The soundtrack was composed by A. R. Rahman, with lyrics by Vairamuthu for the original Tamil version, by Sirivennela Seetharama Sastry for the Telugu version and by P. K. Mishra and Mehboob for the Hindi version. The song "Malargaley" is set to the raga Hamir Kalyani.

===Track listing===

Tamil (Original)
| No. | Title | Singer(s) | Length |
|---|---|---|---|
| 1. | "Come On Come On" | Mano | 5:17 |
| 2. | "Malargaley" | K. S. Chithra, Hariharan | 7:15 |
| 3. | "Naalai Ulagam" | Unnikrishnan, Sujatha Mohan | 7:26 |
| 4. | "No Problem" | Apache Indian, A. R. Rahman | 6:11 |
| 5. | "Samba Samba" | Aslam Mustafa | 5:28 |
| Total length: |  |  | 31:40 |

Hindi (Dubbed)
| No. | Title | Lyrics | Singer(s) | Length |
|---|---|---|---|---|
| 1. | "Come On Come On" | P. K. Mishra | Udit Narayan | 5:21 |
| 2. | "Milgaye Milgaye" | Mehboob | K. S. Chitra, Hariharan | 7:16 |
| 3. | "Na Ho Kal Jab" | P.K. Mishra | S. P. Balasubrahmanyam, Sujatha Mohan | 7:27 |
| 4. | "No Problem" | Mehboob | Apache Indian, A. R. Rahman | 6:16 |
| 5. | "Samba Samba" | P.K. Mishra | Aslam Mustafa | 5:33 |
| Total length: |  |  |  | 31:54 |

Telugu (Dubbed)
| No. | Title | Singer(s) | Length |
|---|---|---|---|
| 1. | "Come On Come On" | Mano | 5:17 |
| 2. | "Manasuga Manasuga" | K. S. Chitra, Hariharan | 7:09 |
| 3. | "Repe Lokam" | Unnikrishnan, Sujatha Mohan | 7:25 |
| 4. | "No Problem" | Apache Indian, A. R. Rahman | 6:10 |
| 5. | "Samba Samba" | Aslam Mustafa | 5:32 |
| Total length: |  |  | 31:34 |

== Release and reception ==
The film opened in January 1996. The film opened days earlier in Malaysia than India and was shown across 27 theatres in the country, a figure only usually exceeded for Tamil films starring Rajinikanth, and this mirrors the large release the film received.

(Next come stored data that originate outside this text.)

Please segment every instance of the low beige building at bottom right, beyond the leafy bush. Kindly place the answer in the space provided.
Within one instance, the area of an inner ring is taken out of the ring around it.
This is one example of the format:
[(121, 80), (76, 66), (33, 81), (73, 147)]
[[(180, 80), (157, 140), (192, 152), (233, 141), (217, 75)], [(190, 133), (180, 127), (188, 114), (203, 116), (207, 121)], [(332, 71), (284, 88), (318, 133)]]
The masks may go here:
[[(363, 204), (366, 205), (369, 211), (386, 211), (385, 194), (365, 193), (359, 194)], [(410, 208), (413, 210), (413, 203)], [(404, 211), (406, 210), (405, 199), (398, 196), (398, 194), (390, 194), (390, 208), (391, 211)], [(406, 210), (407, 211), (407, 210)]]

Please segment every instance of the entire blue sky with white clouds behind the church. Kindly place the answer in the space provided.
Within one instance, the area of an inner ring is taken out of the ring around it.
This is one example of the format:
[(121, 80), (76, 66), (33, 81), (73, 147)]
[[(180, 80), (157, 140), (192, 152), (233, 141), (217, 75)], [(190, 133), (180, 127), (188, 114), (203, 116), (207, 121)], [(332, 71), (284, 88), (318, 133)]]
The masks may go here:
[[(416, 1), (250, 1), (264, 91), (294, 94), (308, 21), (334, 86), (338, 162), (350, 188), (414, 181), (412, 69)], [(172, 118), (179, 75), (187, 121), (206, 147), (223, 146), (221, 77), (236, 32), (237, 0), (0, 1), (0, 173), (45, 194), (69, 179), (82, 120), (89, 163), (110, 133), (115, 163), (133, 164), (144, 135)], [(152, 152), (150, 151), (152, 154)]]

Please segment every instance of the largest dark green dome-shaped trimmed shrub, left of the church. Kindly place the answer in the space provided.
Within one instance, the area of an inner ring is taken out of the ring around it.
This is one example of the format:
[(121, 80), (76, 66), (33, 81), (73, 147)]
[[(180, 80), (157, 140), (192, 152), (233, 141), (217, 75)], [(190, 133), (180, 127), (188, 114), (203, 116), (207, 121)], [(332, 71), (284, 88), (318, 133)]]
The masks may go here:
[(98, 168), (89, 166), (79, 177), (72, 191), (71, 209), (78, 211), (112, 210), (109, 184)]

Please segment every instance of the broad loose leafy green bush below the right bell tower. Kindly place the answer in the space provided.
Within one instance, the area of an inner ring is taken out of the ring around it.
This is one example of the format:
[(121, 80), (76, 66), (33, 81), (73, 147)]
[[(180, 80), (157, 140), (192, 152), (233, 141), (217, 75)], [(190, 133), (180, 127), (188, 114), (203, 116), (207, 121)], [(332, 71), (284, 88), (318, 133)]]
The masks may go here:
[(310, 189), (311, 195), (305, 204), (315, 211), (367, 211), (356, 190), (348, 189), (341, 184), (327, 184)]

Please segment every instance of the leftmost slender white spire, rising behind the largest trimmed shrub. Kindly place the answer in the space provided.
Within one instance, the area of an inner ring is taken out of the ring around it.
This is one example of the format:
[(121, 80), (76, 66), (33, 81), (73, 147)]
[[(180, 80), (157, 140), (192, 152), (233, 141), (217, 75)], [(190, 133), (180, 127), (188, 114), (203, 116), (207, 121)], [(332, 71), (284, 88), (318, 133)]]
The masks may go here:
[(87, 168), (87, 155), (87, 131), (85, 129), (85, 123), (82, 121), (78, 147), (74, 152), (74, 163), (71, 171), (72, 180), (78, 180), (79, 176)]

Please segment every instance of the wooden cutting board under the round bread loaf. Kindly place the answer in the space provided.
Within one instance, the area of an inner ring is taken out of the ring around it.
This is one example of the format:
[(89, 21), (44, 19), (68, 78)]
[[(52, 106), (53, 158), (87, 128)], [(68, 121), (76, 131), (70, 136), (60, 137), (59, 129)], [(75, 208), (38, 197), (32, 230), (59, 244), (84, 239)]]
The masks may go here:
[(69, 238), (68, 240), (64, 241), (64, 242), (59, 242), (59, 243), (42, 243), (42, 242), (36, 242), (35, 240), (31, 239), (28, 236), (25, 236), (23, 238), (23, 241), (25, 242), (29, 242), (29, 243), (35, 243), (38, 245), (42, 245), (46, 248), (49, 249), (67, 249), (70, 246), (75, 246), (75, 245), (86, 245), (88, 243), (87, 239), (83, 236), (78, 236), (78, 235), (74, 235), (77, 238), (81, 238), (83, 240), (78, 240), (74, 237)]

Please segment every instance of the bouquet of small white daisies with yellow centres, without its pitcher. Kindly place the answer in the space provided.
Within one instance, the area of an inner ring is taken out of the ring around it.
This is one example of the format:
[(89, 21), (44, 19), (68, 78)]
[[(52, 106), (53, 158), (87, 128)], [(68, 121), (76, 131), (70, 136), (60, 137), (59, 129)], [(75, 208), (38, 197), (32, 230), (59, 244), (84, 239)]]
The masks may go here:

K. Vijiyan of New Straits Times gave a positive review saying, "This movie seems made for courting couples, especially those who are facing problems with disapproving parents" and added that "strong dialogue makes the film rise slight above the ordinary". Kalki was more critical, calling it yet another blowback for Prabhu Deva. The Hindu wrote "To bank on the Kathalan team of Prabhu Deva and Nagma to deliver the goods without a powerful story to back their effort has cost Pyramid Films International, the makers of Love Birds, dearly despite shooting most part of the second half in England. Experienced director P. Vasu has written the story, dialogue, screenplay and somehow he is not able to infuse his usual sentiment oriented touches because the scope is very minimal in the plot" but praised Rahman's music and Sekar's cinematography. Love Birds became an average grosser at the box office but was a little better than Prabhu Deva's next, Mr. Romeo. The actor thus had to go through a slump in his film career.